A Systematic Study of Cross-Layer KV Sharing for Efficient LLM Inference
You Wu, Haoyi Wu, Kewei Tu
TL;DR
This work tackles the KV cache memory bottleneck in LLM inference by introducing a unified cross-layer KV sharing framework that subsumes prior methods such as LCKV, YOCO, and CLA into nine configurations defined by pizza, sandwich, and lasagna partitionings with different target-layer positions. The authors show that reducing the KV cache by $2\times$ can boost generation throughput beyond standard transformers while maintaining competitive perplexity, though further reductions shift the balance toward configurations that share KVs from upper layers at the cost of training and prefilling overhead.
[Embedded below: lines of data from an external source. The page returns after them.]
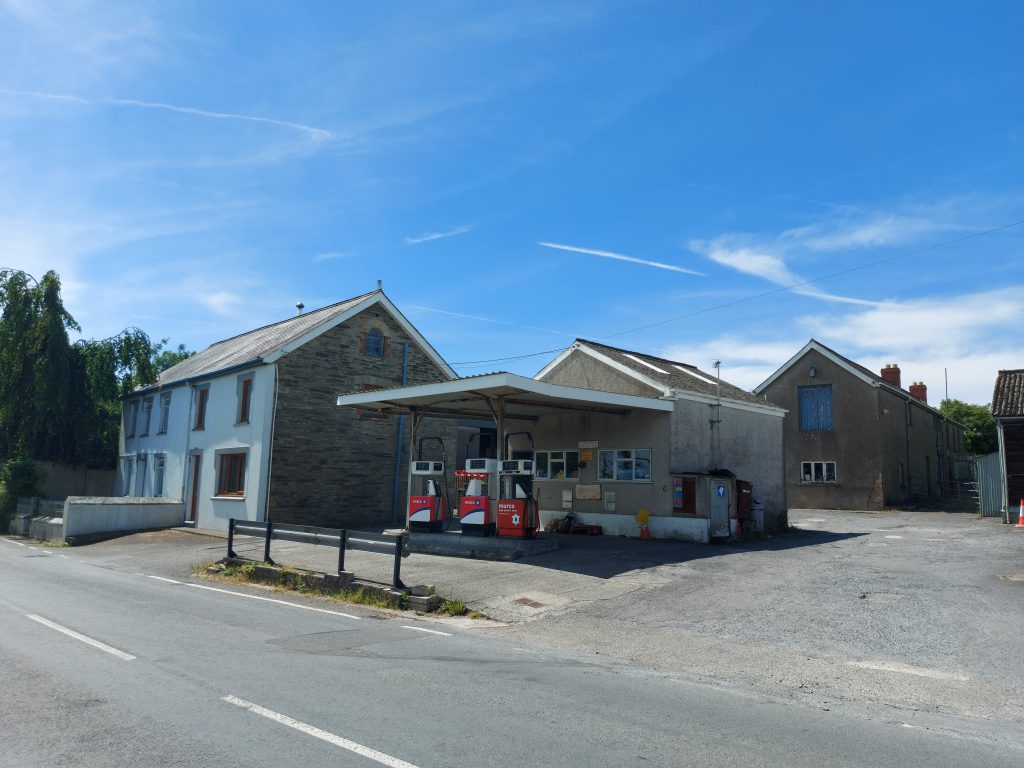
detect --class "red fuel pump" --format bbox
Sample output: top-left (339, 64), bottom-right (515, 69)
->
top-left (459, 459), bottom-right (498, 536)
top-left (498, 459), bottom-right (540, 539)
top-left (407, 437), bottom-right (451, 534)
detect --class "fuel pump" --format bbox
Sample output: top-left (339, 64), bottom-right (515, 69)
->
top-left (459, 459), bottom-right (498, 536)
top-left (407, 437), bottom-right (451, 534)
top-left (498, 459), bottom-right (540, 539)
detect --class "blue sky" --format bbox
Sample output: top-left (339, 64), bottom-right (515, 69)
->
top-left (0, 0), bottom-right (1024, 403)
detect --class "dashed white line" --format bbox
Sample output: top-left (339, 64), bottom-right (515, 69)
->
top-left (139, 573), bottom-right (184, 584)
top-left (399, 624), bottom-right (452, 637)
top-left (221, 695), bottom-right (417, 768)
top-left (26, 613), bottom-right (135, 662)
top-left (149, 573), bottom-right (361, 622)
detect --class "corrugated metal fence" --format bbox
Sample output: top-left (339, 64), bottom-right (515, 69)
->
top-left (978, 453), bottom-right (1002, 517)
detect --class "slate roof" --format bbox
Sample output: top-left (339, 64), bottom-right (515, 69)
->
top-left (146, 292), bottom-right (376, 389)
top-left (992, 368), bottom-right (1024, 418)
top-left (577, 339), bottom-right (774, 406)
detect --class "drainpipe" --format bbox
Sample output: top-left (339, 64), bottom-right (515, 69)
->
top-left (389, 346), bottom-right (409, 523)
top-left (264, 364), bottom-right (280, 522)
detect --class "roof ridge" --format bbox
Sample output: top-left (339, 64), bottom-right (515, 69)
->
top-left (577, 338), bottom-right (700, 371)
top-left (206, 291), bottom-right (383, 349)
They provide iterative training and diagonal masking techniques to enable efficient training and inference for top/middle configurations, and they evaluate throughput, perplexity, and downstream task performance across 110M and 1.1B parameter models on diverse datasets. Key findings indicate that bottom configurations (e.g., pizza-bottom, lasagna-bottom) offer strong throughput with modest performance loss at $2\times$ KV reduction, while sandwich-middle shines when pursuing further throughput gains at higher training/prefilling costs. The work offers practical guidance for choosing cross-layer KV sharing patterns based on desired throughput and task requirements and provides code for reproducibility.
Abstract
Recently, sharing key-value (KV) cache across layers has been found effective in efficient inference of large language models (LLMs). To systematically investigate different techniques of cross-layer KV sharing, we propose a unified framework that covers several recent methods and their novel variants. We conduct comprehensive experiments on all the configurations of the framework, evaluating their generation throughput and performance in language modeling and downstream tasks. We find that when reducing the size of the KV cache by 2$\times$, most configurations can achieve higher throughput than standard transformers while maintaining competitive performance. When further reducing the size of the KV cache, however, pairing queries of all layers with KVs of upper layers performs better, at the expense of additional training cost and prefilling latency. We hope that this work will help users make more informed choices of cross-layer KV sharing approaches and facilitate future research on efficient LLM inference.